Why it is more accurate to evaluate $x^2-y^2$ as $(x+y)(x-y)$ in floating point system?
Each single elementary operation has a truncation error of at most $1/2$ ulp (unit in the last place), which is about a relative error of less than $\mu=2^{-53}$. Let's express the floating point realizations of the two expressions using these relative errors $|δ_i|\le \mu$.
The errors are \begin{align} fl(fl(x^2)-fl(y^2))&=(x^2(1+δ_1)-y^2(1+δ_2))(1+δ_3) \\ &=(x^2-y^2)+x^2δ_1-y^2δ_2+(x^2-y^2)δ_3+\text{higher order terms} \end{align} which has as first order upper bound $[x^2+y^2+|x^2-y^2|]\mu=2\max(x^2,y^2)\mu$, and $$ fl(fl(x+y)fl(x-y))=((x+y)(1+δ_1)\,(x-y)(1+δ_2))(1+δ_3) $$ where the upper bound for the first order terms is $3 |x^2-y^2| μ$.
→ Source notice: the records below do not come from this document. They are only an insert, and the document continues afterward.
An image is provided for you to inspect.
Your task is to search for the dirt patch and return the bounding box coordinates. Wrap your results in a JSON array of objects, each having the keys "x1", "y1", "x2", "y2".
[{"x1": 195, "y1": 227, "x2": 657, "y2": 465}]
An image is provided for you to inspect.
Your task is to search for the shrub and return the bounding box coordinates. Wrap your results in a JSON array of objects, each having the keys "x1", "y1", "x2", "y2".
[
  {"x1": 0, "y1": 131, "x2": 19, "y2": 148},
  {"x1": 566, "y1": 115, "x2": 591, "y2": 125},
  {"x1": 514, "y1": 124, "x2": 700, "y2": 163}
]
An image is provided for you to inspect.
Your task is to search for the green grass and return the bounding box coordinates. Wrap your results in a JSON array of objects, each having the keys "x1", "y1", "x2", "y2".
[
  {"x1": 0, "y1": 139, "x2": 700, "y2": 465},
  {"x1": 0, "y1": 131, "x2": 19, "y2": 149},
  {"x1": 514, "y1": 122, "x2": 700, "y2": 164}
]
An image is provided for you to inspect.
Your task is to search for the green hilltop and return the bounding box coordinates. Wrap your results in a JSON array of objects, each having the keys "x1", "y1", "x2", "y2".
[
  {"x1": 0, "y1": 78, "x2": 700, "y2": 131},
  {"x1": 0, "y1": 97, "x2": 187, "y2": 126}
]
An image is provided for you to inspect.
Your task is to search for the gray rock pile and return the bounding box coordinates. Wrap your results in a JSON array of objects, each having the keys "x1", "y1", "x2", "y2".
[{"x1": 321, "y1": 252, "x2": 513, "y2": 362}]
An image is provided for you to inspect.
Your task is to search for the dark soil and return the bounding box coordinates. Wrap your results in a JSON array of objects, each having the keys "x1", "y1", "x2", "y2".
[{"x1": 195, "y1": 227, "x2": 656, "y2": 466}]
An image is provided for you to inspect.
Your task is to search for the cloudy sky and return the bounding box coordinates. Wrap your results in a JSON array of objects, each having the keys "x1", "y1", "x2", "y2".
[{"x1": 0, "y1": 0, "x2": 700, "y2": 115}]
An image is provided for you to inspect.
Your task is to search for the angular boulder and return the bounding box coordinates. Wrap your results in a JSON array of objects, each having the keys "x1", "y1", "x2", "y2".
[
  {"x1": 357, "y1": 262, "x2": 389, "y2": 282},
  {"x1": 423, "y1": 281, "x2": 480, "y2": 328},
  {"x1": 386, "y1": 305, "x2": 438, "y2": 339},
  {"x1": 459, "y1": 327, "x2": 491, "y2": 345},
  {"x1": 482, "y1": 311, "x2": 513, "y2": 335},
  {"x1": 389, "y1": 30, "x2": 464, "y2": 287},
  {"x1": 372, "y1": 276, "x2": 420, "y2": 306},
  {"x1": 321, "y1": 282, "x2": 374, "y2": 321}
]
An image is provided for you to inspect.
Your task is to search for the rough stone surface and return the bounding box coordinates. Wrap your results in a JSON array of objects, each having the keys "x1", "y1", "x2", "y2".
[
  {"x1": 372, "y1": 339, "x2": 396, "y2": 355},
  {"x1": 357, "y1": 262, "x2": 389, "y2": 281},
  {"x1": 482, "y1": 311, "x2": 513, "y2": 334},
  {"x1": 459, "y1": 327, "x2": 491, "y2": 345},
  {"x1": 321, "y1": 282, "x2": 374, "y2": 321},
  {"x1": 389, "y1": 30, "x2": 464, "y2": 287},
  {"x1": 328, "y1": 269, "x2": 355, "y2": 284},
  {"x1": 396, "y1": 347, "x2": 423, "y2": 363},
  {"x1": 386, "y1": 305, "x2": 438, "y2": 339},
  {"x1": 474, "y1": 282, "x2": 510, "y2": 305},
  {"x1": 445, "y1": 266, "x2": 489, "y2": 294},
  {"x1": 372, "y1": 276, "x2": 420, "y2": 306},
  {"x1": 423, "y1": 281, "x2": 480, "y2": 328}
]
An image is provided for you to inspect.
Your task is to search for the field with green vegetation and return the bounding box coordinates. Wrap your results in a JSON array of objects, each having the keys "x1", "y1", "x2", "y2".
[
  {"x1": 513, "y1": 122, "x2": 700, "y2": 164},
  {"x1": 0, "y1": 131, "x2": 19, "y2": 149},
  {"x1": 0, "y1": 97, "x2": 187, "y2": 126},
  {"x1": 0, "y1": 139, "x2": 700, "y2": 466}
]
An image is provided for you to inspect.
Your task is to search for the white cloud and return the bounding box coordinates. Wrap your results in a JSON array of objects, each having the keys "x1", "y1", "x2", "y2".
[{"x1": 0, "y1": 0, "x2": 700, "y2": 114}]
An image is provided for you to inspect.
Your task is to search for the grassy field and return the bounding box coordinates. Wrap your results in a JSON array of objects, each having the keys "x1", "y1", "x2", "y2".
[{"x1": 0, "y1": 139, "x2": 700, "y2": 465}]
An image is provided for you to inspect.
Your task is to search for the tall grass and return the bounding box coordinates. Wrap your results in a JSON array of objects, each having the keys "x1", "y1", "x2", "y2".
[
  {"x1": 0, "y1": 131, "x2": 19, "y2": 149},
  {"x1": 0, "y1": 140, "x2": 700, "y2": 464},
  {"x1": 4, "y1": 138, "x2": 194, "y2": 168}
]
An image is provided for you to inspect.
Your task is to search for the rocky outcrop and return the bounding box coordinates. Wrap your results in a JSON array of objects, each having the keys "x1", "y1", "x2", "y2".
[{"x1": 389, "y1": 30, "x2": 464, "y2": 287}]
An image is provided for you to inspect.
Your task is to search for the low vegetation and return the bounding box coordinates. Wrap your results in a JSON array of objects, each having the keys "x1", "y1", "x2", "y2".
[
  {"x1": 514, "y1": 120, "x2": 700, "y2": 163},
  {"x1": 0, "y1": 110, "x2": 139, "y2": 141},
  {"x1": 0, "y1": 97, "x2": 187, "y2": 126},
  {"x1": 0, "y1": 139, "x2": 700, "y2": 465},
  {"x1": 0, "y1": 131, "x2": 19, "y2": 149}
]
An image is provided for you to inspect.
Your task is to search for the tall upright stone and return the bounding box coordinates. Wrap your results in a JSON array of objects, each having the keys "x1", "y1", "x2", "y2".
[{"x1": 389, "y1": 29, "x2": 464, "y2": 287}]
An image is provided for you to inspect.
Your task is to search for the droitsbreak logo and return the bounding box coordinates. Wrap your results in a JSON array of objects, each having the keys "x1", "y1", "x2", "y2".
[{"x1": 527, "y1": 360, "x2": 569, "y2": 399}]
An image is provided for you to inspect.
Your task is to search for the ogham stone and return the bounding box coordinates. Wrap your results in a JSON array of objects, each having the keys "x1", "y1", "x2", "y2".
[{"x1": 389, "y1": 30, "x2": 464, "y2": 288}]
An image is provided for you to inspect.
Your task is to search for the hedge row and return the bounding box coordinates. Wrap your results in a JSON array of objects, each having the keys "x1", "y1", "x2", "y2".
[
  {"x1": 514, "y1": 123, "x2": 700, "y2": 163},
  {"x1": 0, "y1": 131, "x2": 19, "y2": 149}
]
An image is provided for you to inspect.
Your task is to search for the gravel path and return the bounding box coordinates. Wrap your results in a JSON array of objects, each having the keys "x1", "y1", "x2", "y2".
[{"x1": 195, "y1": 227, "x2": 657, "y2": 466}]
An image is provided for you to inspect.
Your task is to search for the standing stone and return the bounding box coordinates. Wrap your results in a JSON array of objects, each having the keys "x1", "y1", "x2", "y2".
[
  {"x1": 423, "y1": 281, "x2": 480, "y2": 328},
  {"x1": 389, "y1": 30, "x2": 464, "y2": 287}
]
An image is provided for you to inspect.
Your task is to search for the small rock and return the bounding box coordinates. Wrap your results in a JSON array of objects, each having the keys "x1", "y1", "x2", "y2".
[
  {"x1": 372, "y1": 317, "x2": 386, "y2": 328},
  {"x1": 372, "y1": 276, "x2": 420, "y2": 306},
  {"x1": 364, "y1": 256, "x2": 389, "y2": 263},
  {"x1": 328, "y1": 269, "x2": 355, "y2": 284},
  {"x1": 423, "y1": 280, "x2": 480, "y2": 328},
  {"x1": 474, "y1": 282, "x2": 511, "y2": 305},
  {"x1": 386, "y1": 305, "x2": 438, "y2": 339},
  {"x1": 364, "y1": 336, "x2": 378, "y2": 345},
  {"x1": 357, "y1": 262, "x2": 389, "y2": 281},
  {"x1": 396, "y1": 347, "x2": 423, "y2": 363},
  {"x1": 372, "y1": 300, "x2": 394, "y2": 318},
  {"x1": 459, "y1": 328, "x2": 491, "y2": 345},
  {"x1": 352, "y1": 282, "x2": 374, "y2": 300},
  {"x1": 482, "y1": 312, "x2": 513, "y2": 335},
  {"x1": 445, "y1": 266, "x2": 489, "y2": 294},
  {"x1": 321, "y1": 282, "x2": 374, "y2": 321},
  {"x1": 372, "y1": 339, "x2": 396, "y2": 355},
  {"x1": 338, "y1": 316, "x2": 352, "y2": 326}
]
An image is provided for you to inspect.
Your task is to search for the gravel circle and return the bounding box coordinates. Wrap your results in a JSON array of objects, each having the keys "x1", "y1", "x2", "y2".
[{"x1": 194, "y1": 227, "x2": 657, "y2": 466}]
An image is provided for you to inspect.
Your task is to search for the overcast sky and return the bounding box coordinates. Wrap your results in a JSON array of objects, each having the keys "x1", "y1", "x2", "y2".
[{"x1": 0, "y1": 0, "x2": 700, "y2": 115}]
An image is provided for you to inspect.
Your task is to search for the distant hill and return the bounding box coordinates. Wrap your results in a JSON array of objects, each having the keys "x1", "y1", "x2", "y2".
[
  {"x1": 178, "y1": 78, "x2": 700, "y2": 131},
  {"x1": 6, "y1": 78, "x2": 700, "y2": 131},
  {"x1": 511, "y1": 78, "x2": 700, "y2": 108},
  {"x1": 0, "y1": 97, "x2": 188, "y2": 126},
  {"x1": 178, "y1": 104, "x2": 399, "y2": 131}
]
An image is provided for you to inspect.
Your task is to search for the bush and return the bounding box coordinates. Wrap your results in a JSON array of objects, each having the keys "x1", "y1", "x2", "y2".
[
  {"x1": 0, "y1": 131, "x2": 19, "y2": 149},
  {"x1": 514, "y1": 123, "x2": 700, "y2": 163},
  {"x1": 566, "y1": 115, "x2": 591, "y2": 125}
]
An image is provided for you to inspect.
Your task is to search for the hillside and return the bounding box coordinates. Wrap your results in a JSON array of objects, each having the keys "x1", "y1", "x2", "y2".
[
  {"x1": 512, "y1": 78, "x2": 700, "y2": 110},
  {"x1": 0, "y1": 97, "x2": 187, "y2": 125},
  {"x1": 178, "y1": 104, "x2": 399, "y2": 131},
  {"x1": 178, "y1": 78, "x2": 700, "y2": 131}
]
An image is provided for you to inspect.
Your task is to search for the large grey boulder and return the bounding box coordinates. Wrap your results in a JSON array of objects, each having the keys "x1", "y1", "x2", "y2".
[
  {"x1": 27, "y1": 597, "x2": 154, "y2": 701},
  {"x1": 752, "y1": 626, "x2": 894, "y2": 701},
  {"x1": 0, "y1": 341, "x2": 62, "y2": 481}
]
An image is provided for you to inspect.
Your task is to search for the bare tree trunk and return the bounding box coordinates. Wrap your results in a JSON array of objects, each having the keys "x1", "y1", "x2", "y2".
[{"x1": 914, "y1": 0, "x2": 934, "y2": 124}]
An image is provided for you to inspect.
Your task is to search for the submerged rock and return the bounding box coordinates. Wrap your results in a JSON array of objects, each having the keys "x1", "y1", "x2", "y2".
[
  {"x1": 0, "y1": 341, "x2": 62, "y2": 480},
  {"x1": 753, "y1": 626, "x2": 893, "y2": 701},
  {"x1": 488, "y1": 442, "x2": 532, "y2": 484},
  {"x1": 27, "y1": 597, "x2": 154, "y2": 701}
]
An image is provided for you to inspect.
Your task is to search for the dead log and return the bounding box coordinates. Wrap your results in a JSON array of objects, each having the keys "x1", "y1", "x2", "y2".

To demonstrate that this calculation is indeed reflected in actual floating point arithmetic, consider $x\in [1,2]$ and $y=x+ε$ with $ε$ fixed to some small value, here $\varepsilon=7\cdot 2^{-m}$ for some $m$ in the upper range of the mantissa length. Then the exact difference is $2εx+ε^2$. The error bound for the first formula now appears as $2x^2\mu$ and for the second formula as $6xε\mu$.
The plots show that the derived error bounds are valid and rather tight for both formulas, the error of the second formula is only really visible in the logarithmic plot and is zero for all practical purposes.